Gece oteldeki yerel eğlenceyi izledikten sonra yorgunluktan tam anlamı ile sızmışız. Sabah safariye erken çıkacağımız için saati kurmuştuk. Birkaç çalışından sonra anca kalktık.Hayvanlar sabah erken beslendikleri için safariye çok erken çıkılıyor. Öğlen sıcak basınca hepsi uykuya geçiyor.
Çok güzel bir kahvaltının ardından bahçeye kurulmuş bir bölümden safaride yiyeceğimiz öğle yemeği için azığımızı kendimiz seçiyoruz.Otellerdeki yemekleri fotoğraflamayı unutmuşum. Bol tropikal meyveli gerçekten lezzetli yemekler yedik.

 

Arusha bölgesi deniz seviyesinden 1600 mt. yüksekte olduğu için serin bir bölge.Sabah saatleri oldukça serindi. İnce bir hırka mutlaka almak gerekiyor. Öğlene doğru tekrar yaz moduna giriyorsunuz.İkinci gün safarimizi yapacağımız bölge Ngorangora krater alanı. Unesco tarafından Dünya mirası ilan edilmiş.Dünya da ölmeden önce görülmesi gereken yerler listesinde ön sıralarda.Sanki bir çanağın içine bütün hayvanları doldurmuşsunuz gibi.Tam belgesellerde gördüğümüz düzlükte sürüler halinde dolaşan hayvan çümbüşü.(Netten:Bu hayvanlar arasında popülasyonu 1964-66 senelerinde 108 iken 1995'te 11-14'e kadar düşen Kara gergedanlar bulunmaktadır. Diğer toynaklı hayvanlar: Afrika Antilobu (7000 tane), zebra (4000 tane), ceylan (3000 tane).)

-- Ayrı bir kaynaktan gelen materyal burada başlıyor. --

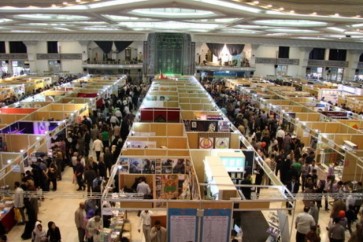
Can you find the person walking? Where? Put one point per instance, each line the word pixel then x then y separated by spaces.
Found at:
pixel 158 233
pixel 97 146
pixel 39 234
pixel 19 201
pixel 53 233
pixel 94 227
pixel 80 220
pixel 303 223
pixel 145 222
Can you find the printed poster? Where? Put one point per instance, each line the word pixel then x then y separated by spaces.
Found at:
pixel 206 142
pixel 222 143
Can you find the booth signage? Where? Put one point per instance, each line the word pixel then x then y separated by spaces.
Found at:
pixel 18 56
pixel 216 225
pixel 183 224
pixel 324 63
pixel 335 114
pixel 56 56
pixel 278 61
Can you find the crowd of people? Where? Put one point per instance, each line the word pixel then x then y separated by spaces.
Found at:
pixel 91 147
pixel 293 162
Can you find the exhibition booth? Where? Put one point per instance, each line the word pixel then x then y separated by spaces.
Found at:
pixel 194 169
pixel 333 133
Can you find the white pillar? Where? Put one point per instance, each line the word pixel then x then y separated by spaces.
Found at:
pixel 31 47
pixel 303 60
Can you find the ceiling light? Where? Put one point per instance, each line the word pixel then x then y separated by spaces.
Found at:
pixel 25 31
pixel 168 25
pixel 51 17
pixel 100 28
pixel 352 32
pixel 172 13
pixel 230 5
pixel 276 34
pixel 295 31
pixel 336 29
pixel 290 23
pixel 337 36
pixel 239 31
pixel 113 3
pixel 120 18
pixel 226 20
pixel 357 25
pixel 310 38
pixel 251 26
pixel 90 23
pixel 5 20
pixel 62 29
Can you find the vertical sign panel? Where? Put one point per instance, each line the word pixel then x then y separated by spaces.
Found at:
pixel 216 225
pixel 183 225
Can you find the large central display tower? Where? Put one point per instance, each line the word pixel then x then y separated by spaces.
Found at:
pixel 169 53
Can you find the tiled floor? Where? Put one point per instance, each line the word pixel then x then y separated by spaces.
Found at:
pixel 60 209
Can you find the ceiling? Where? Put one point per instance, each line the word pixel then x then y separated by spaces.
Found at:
pixel 300 19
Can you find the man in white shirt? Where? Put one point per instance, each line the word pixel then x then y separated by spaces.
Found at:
pixel 145 222
pixel 303 223
pixel 280 135
pixel 19 201
pixel 158 233
pixel 143 187
pixel 97 146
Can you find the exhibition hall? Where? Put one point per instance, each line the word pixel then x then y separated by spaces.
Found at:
pixel 185 120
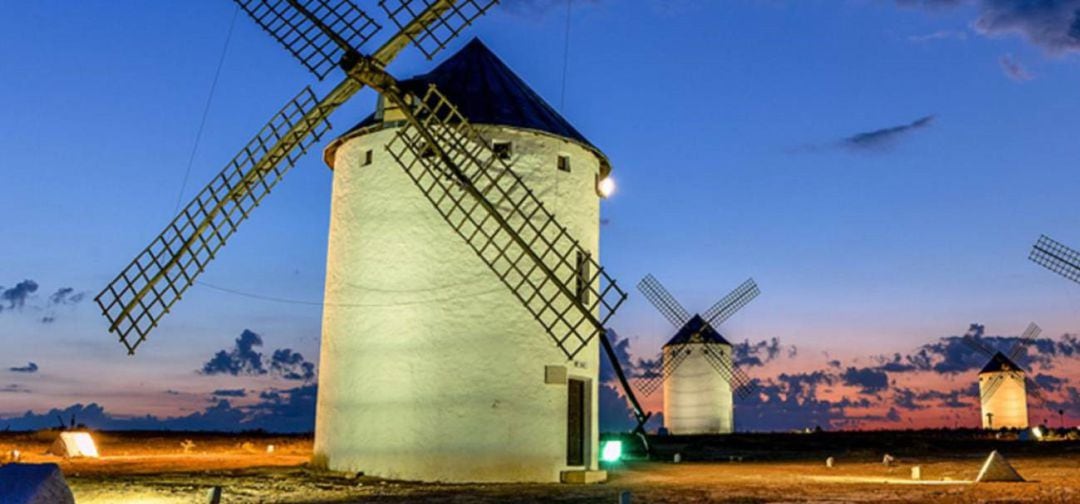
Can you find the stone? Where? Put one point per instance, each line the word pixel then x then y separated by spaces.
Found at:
pixel 34 484
pixel 997 470
pixel 214 496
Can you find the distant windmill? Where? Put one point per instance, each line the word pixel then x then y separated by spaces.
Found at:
pixel 1003 385
pixel 423 376
pixel 1056 257
pixel 697 368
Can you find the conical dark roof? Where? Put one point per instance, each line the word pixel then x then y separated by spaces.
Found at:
pixel 1000 363
pixel 697 330
pixel 487 92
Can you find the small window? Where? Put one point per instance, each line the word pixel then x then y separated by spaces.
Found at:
pixel 564 163
pixel 581 289
pixel 502 150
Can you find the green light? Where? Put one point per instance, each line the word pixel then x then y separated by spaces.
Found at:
pixel 610 451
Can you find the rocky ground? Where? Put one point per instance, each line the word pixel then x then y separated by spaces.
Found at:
pixel 158 468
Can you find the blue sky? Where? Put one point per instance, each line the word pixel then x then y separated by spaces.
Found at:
pixel 728 125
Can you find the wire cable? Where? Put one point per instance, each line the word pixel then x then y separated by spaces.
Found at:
pixel 566 55
pixel 321 303
pixel 210 99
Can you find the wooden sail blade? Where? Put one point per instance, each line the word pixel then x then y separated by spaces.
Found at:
pixel 741 384
pixel 1056 257
pixel 318 32
pixel 436 31
pixel 501 219
pixel 991 386
pixel 136 300
pixel 660 298
pixel 977 345
pixel 731 303
pixel 652 382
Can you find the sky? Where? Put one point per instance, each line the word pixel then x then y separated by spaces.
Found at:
pixel 880 167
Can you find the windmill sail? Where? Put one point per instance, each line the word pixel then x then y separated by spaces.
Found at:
pixel 508 227
pixel 732 302
pixel 663 301
pixel 136 300
pixel 1056 257
pixel 318 32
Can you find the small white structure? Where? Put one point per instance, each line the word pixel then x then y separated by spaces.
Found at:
pixel 698 398
pixel 73 445
pixel 430 368
pixel 1003 394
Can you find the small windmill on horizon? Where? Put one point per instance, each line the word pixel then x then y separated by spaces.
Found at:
pixel 1003 385
pixel 697 366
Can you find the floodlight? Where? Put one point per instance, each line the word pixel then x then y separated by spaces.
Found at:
pixel 610 451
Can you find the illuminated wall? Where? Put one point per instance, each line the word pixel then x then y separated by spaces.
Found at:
pixel 697 397
pixel 1008 405
pixel 430 368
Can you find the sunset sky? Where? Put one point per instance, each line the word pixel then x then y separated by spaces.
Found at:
pixel 881 168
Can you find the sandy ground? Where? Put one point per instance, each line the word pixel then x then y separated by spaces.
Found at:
pixel 148 468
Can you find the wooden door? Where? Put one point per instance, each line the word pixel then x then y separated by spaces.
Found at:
pixel 576 419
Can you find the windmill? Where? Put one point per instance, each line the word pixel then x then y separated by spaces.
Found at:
pixel 1003 385
pixel 697 369
pixel 419 369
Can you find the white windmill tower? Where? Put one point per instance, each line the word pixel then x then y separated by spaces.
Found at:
pixel 430 369
pixel 1003 385
pixel 697 368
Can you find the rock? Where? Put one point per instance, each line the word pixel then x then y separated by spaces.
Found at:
pixel 34 484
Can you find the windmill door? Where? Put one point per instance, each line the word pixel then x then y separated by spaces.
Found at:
pixel 576 418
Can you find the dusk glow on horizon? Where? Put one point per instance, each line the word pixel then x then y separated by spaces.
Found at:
pixel 881 169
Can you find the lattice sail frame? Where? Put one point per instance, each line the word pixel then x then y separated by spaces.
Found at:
pixel 526 225
pixel 320 49
pixel 732 302
pixel 741 383
pixel 723 310
pixel 146 290
pixel 434 36
pixel 663 301
pixel 650 383
pixel 991 386
pixel 1056 257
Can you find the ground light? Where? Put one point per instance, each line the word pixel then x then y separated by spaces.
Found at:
pixel 76 444
pixel 610 451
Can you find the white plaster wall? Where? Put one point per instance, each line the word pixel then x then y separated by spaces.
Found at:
pixel 430 368
pixel 697 397
pixel 1008 403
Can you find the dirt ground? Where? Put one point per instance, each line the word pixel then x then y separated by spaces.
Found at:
pixel 156 468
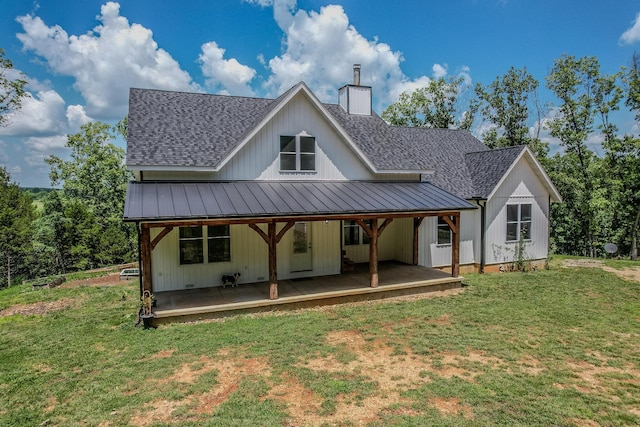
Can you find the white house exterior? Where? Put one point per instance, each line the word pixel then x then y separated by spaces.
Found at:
pixel 223 184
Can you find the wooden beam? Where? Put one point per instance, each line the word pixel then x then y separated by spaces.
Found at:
pixel 260 232
pixel 272 239
pixel 145 255
pixel 455 247
pixel 373 254
pixel 365 227
pixel 452 225
pixel 416 226
pixel 282 232
pixel 160 236
pixel 273 262
pixel 309 218
pixel 386 222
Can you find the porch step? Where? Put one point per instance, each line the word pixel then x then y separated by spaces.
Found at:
pixel 307 300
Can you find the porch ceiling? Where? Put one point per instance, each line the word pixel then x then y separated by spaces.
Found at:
pixel 156 201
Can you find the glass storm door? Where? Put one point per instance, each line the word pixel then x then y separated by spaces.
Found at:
pixel 301 254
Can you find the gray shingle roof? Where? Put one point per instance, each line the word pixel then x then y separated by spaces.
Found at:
pixel 148 200
pixel 199 130
pixel 487 168
pixel 187 129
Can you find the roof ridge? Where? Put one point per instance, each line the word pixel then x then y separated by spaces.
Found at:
pixel 202 93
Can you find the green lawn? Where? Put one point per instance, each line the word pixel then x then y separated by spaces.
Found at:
pixel 556 347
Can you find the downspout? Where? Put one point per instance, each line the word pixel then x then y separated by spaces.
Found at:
pixel 483 220
pixel 140 248
pixel 139 259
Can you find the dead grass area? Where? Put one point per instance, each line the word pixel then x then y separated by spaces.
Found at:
pixel 39 308
pixel 374 359
pixel 112 279
pixel 630 274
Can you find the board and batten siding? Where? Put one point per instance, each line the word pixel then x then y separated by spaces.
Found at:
pixel 259 159
pixel 395 243
pixel 521 185
pixel 249 257
pixel 434 255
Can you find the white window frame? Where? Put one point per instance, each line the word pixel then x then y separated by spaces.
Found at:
pixel 362 237
pixel 519 222
pixel 299 154
pixel 204 241
pixel 441 223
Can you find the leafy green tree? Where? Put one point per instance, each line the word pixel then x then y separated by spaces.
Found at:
pixel 16 215
pixel 94 182
pixel 509 103
pixel 11 89
pixel 437 105
pixel 584 95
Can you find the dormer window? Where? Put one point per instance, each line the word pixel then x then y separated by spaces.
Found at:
pixel 298 153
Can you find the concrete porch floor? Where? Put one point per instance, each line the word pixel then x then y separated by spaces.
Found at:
pixel 395 279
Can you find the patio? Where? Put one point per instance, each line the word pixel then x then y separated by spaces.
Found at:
pixel 396 279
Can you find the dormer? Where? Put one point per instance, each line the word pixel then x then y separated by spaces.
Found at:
pixel 354 98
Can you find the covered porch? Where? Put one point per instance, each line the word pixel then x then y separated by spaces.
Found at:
pixel 396 279
pixel 270 210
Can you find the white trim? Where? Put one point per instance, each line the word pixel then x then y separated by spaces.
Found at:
pixel 302 87
pixel 538 169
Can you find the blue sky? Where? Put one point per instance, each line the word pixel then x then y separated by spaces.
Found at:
pixel 81 57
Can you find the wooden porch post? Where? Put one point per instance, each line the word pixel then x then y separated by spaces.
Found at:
pixel 373 253
pixel 273 262
pixel 416 225
pixel 145 254
pixel 272 238
pixel 454 224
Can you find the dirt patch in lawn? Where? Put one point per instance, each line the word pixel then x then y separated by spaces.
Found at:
pixel 112 279
pixel 38 308
pixel 631 274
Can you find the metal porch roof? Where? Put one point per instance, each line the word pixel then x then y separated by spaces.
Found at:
pixel 155 201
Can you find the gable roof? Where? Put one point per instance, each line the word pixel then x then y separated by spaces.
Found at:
pixel 156 201
pixel 186 131
pixel 486 168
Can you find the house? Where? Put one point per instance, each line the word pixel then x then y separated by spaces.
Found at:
pixel 269 190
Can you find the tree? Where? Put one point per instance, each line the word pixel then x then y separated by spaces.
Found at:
pixel 623 161
pixel 94 183
pixel 16 215
pixel 437 105
pixel 584 95
pixel 508 104
pixel 11 89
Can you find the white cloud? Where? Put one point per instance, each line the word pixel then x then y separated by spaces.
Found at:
pixel 439 70
pixel 225 75
pixel 42 114
pixel 320 48
pixel 106 61
pixel 76 116
pixel 44 145
pixel 632 34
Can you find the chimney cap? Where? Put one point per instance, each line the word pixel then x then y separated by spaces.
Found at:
pixel 356 74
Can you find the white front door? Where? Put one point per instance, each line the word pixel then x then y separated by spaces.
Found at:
pixel 301 249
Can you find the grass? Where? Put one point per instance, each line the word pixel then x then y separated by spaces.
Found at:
pixel 556 347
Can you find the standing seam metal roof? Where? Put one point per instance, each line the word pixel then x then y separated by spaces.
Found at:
pixel 151 201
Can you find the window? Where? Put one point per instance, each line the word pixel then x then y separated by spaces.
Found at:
pixel 219 240
pixel 519 222
pixel 353 235
pixel 444 232
pixel 297 153
pixel 190 245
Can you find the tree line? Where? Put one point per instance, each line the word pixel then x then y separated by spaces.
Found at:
pixel 601 193
pixel 78 225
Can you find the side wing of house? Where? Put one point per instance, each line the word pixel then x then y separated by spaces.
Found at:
pixel 517 215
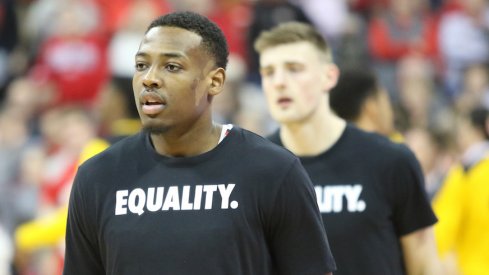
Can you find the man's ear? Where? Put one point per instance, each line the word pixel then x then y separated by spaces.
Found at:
pixel 217 78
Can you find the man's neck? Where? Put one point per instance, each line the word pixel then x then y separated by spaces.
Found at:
pixel 314 136
pixel 193 142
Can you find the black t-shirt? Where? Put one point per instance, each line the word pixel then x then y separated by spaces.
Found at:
pixel 245 207
pixel 370 192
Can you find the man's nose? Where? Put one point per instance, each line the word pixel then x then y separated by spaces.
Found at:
pixel 279 79
pixel 151 78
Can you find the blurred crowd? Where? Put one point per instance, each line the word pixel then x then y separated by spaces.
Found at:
pixel 66 92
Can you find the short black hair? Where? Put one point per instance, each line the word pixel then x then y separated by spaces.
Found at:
pixel 213 38
pixel 354 87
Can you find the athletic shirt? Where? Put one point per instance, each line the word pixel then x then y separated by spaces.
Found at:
pixel 245 207
pixel 370 193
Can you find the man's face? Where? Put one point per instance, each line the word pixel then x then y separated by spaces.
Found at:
pixel 384 116
pixel 294 80
pixel 171 81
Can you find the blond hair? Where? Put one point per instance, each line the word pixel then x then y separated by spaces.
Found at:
pixel 293 32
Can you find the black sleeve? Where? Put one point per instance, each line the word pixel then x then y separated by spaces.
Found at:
pixel 297 238
pixel 82 255
pixel 412 208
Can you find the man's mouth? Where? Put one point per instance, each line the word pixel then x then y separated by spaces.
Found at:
pixel 152 103
pixel 284 101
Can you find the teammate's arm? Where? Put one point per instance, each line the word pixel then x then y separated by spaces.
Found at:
pixel 420 254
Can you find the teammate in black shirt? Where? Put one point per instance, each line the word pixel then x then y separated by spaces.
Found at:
pixel 370 191
pixel 186 195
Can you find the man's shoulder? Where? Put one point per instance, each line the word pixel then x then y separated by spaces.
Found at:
pixel 114 153
pixel 378 143
pixel 263 148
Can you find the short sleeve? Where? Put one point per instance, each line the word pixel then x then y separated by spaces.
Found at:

Sabah gün ağarırken tırmanmaya başlıyoruz kraterin olduğu tepeye. Göz gözü görmüyor sisten.dünyanın bir ucunda sisler arasında hayal aleminde gibi yol almak muhteşem bir deneyimdi. Bir saate yakın sis içinde yol aldıktan sonra artık korkmaya başlıyorum. Ya hiç hayvan göremezsek diye sisin dağılması için duaya başladığım anda daha cümlemi tamamlamadan - dua vakti midir nedir - yarım dakika içinde sis dağılıyor ve ortalık ayna gibi açılıyor. Şaşkınlıktan donakalıyorum.